You can also import all of them from pycaret.tasks:

from pycaret.tasks import (
    ClassificationExperiment,
    RegressionExperiment,
    ClusteringExperiment,
    AnomalyExperiment,
    TimeSeriesExperiment,
)

Classification#

Predicts a categorical target. Built-in registry includes LogisticRegression, RandomForest, ExtraTrees, GBM (sklearn), LightGBM, XGBoost, CatBoost (when installed), KNN, SVM, NaiveBayes, DecisionTree, AdaBoost, RidgeClassifier, LDA, QDA, MLP, and a few more. Multi-class is auto-detected from the target.

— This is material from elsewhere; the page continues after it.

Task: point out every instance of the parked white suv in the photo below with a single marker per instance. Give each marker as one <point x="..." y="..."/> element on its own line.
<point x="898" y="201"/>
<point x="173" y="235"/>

Default metrics: Accuracy, AUC, Recall, Precision, F1, Kappa, MCC.

Regression#

Predicts a continuous target. Registry covers Linear/Ridge/Lasso, ElasticNet, Bayesian Ridge, OMP, PassiveAggressive, KNeighbors, DecisionTree, RandomForest, ExtraTrees, AdaBoost, GBM, MLP, LightGBM, XGBoost, CatBoost, SVR, KernelRidge.

Default metrics: MAE, MSE, RMSE, R², RMSLE, MAPE.

Clustering#

No target. Registry: KMeans, AffinityPropagation, MeanShift, Spectral, Agglomerative, DBSCAN, OPTICS, Birch, KMode (when kmodes is installed), HDBSCAN (when installed).

Default metrics: Silhouette, Calinski-Harabasz, Davies-Bouldin, Homogeneity, Rand, Completeness.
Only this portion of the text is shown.